A time for non-resident nationalism (NRN)

Afsan Chowdhury
Saturday, June 16th, 2018
Leave a comment

 

World Cup mania is everywhere and Bangladesh is no different. One fact stands out here is that although the game has virtually died in Bangladesh, every four years it is revived in full glory. And when it revives, its always a rivalry between two nations Brazil and Argentina. And the passion is no less then it would have been had Bangladesh been playing. Or the supporters had been citizens of those two countries. It’s great to see it all but what does all that “nationalistic” fervour mean for a land far away?

 

Sports nationalism is actually a rather emerging but robust subject of global sociology particularly in today’s world of instant communication.

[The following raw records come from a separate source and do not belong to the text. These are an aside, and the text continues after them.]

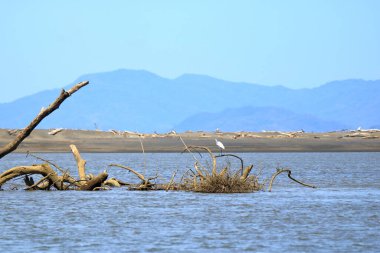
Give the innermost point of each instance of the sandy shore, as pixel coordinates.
(124, 141)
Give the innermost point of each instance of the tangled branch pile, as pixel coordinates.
(226, 180)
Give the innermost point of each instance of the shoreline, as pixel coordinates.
(46, 141)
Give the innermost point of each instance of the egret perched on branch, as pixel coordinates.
(220, 145)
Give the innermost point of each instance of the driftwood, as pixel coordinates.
(43, 113)
(55, 131)
(95, 182)
(279, 171)
(43, 169)
(146, 183)
(81, 163)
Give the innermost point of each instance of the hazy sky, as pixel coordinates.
(47, 44)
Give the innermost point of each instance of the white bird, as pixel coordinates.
(220, 145)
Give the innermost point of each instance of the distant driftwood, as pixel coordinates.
(55, 131)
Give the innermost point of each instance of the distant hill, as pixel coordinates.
(142, 101)
(257, 119)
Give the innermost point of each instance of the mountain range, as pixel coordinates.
(138, 100)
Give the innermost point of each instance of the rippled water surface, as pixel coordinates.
(342, 215)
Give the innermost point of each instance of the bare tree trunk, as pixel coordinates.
(81, 163)
(43, 113)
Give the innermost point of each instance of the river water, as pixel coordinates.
(341, 215)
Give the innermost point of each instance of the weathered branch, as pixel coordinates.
(210, 153)
(279, 171)
(43, 113)
(171, 181)
(241, 160)
(81, 163)
(141, 176)
(95, 182)
(246, 172)
(42, 169)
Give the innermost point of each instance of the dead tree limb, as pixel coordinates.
(42, 169)
(139, 175)
(81, 163)
(95, 182)
(241, 160)
(279, 171)
(246, 172)
(171, 181)
(43, 113)
(209, 152)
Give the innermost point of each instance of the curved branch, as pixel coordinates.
(140, 176)
(43, 113)
(278, 172)
(42, 169)
(238, 157)
(211, 155)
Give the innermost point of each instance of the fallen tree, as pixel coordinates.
(43, 113)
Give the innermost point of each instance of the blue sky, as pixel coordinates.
(48, 44)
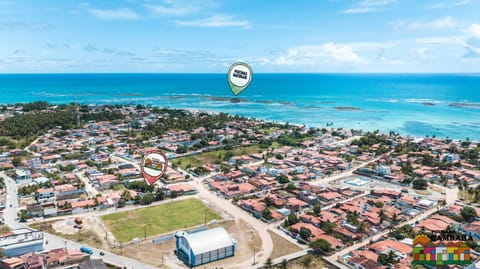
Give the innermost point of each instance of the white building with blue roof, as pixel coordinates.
(205, 246)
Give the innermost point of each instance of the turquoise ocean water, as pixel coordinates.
(440, 105)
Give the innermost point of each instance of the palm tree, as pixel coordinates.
(391, 257)
(268, 264)
(284, 264)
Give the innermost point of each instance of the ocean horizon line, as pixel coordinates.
(224, 73)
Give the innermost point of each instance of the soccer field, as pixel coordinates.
(159, 219)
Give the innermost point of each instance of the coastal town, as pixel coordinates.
(291, 196)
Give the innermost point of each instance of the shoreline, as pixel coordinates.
(296, 123)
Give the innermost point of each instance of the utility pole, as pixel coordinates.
(76, 111)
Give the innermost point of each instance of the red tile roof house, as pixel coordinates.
(348, 234)
(254, 206)
(472, 229)
(334, 242)
(182, 189)
(401, 250)
(295, 229)
(435, 223)
(310, 219)
(82, 206)
(12, 263)
(62, 257)
(33, 261)
(361, 262)
(228, 189)
(67, 191)
(295, 204)
(107, 181)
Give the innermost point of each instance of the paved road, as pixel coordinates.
(377, 236)
(262, 228)
(346, 173)
(92, 192)
(10, 213)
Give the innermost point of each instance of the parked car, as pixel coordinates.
(86, 250)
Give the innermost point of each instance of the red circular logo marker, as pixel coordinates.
(154, 165)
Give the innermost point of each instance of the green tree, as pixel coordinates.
(305, 233)
(321, 246)
(16, 161)
(283, 264)
(382, 216)
(386, 259)
(306, 261)
(316, 210)
(328, 226)
(468, 213)
(23, 215)
(420, 184)
(173, 194)
(268, 264)
(266, 214)
(147, 199)
(291, 219)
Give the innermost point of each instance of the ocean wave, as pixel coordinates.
(382, 100)
(423, 101)
(48, 94)
(465, 104)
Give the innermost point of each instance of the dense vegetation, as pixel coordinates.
(31, 124)
(184, 120)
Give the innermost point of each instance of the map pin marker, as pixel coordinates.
(239, 77)
(154, 166)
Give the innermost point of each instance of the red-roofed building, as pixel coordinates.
(60, 256)
(12, 263)
(387, 245)
(182, 189)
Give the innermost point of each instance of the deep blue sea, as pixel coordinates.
(418, 105)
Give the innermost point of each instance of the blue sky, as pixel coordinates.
(209, 35)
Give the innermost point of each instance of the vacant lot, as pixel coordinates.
(281, 246)
(158, 219)
(217, 156)
(91, 234)
(247, 239)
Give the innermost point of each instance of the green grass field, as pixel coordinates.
(159, 219)
(217, 156)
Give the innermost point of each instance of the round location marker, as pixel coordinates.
(239, 77)
(154, 165)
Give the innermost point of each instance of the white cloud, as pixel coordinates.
(170, 11)
(472, 41)
(450, 4)
(115, 14)
(23, 25)
(215, 21)
(442, 23)
(358, 10)
(367, 6)
(376, 2)
(327, 53)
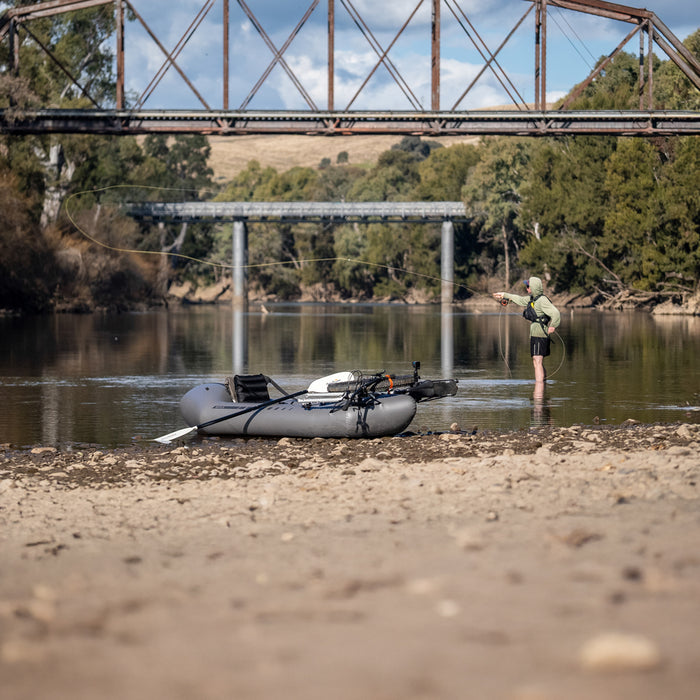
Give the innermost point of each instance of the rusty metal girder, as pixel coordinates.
(523, 119)
(231, 123)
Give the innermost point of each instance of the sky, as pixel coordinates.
(575, 42)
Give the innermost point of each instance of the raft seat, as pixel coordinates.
(248, 388)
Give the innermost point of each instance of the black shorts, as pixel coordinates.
(539, 346)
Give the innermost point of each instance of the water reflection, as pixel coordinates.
(105, 379)
(541, 408)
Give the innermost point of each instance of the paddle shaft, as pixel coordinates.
(256, 407)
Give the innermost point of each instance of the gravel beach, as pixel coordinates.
(542, 564)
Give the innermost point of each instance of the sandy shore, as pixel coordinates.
(539, 565)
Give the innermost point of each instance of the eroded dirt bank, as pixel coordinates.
(547, 564)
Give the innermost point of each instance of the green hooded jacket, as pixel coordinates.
(543, 307)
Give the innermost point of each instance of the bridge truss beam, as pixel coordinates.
(518, 123)
(121, 118)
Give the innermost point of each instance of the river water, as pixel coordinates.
(112, 380)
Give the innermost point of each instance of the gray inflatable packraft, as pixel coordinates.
(384, 414)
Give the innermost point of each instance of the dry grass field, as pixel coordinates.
(231, 154)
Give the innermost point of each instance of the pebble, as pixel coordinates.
(612, 651)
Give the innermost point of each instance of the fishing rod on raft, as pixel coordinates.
(227, 266)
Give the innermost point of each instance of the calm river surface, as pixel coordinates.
(110, 380)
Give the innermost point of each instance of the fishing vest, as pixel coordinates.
(531, 315)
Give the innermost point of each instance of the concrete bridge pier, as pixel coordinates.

Most research is on nationalism and sports for countries with national teams but globalization has also produced non-resident nationalism, it seems. If the country is not good enough to be at the international level, one can always ‘migrate, now common in South Asia in general.

 

Sports nationalism

 

Using survey data from 25 countries, Prof. Ornulf Seippel writes in the International journal of Sociology that “Western Europe has a lower level of sport nationalism while some less developed countries and Eastern Europe have higher levels.” Age, religion, income, etc show a positive correlation with high sports nationalism, whereas education has a negative correlation. “More democratic, prosperous, and globalized countries are the least sport nationalistic.” Higher the education, he finds, less is the passion. It seems lack of prosperity and sports passion comes together.

 

It seems the same factors apply to passionate club loyalties. Going by class and community identity of followers, who support clubs fanatically and even participate in violence, the link with them coming from the lower economic rungs of society is definite.

 

“the gap between private and public worlds was also bridged by sport” said Eric Hobsbawm in 1992. “Sociologically, the challenge is to establish how narratives on nationality are produced in an endless and continuous stream of reminders (“flaggings”) of who we are as inhabitants of our countries are.”

 

Sports produces identities which we know though often deny. We know how Mohammedan Sporting Club, East Bengal and Mohun Bagan in India were para- political outfits as are post 1971 club Abahani in Dhaka. But how does a people’s passionate identity with an another nation fit in with the concept of sports nationalism. Why is it so intense in South Asia. Is it putting on a question mark on the success of the state system of the region in general?

 

The “doosra desh” syndrome

 

Indian TV advertisements openly say this is about the “doosra’ country syndrome legitimizing the phenomenon to help sell goods.  Thus, when one‘s own country is not playing, another country become the alternate desh. And if so, do they display the same passion as a person does  for one’s own.

 

Most studies of sports nationalism have never explored such secondary identities so the answers are few. But the NR Bangladeshi/ Indian /Pakistani identities are good spaces to begin with. The age of one common identity for all is over. Some will hold dual identities and the compulsion comes from many sources.

 

In fact everyone will support a team or other and that is universal but how intense and passionate and fanatical that support is, is where this new nationalism begins. What motivates people to abuse and physically battle each other in the name of a country which they have never seen while living in one’s own?

 

Flags: The inclusion of exclusion?

 

The reasons can’t be one but several factors could be responsible. In Bangladesh, the state is weak but some institutions are where universal entry is missing. The sense of loyalty is not questioned but the sense of belonging is another matter. There are many reasons for unhappiness with national identity but one that is important is the lack of opportunity for participation. That is exclusively reserved for various elite and loyalists.

 

Nor is Bangladesh a successful country unless one is an elite or a loyalist hence the exclusion process is ongoing for most which creates a gap between the citizens and the state.

 

Finally, such non-resident nationalism is an escape from the reality many face but don’t enjoy.  It briefly allows supporters to be part of a success and provides an identity that is so far away from them that it can’t be challenged. Supporting a foreign team means loyalty to a “mental state”, defending which people are ready to go to battle for the flag.

 

The holding aloft of the Pakistani flag created a great commotion which led to a ban of the exclusive display of a foreign flag. That hardly matters as people know how to remain safe so flags are out, slogans are being screamed and FB is full of supporter groups. Of course all this is innocent.

 

But though some pick up another national flag out of anger most pick it up without knowing that somewhere the heart wants some inclusion, some participation, some belonging to the state in which they live.  A state which is fundamentally for the few will always produce many who will ask if another/second flag can be held aloft without giving up the first.

 

Bangladesh’s Asia Cup victory and euphoria just before the World cup madness should cause a little pondering about a city full of foreign flags flying high.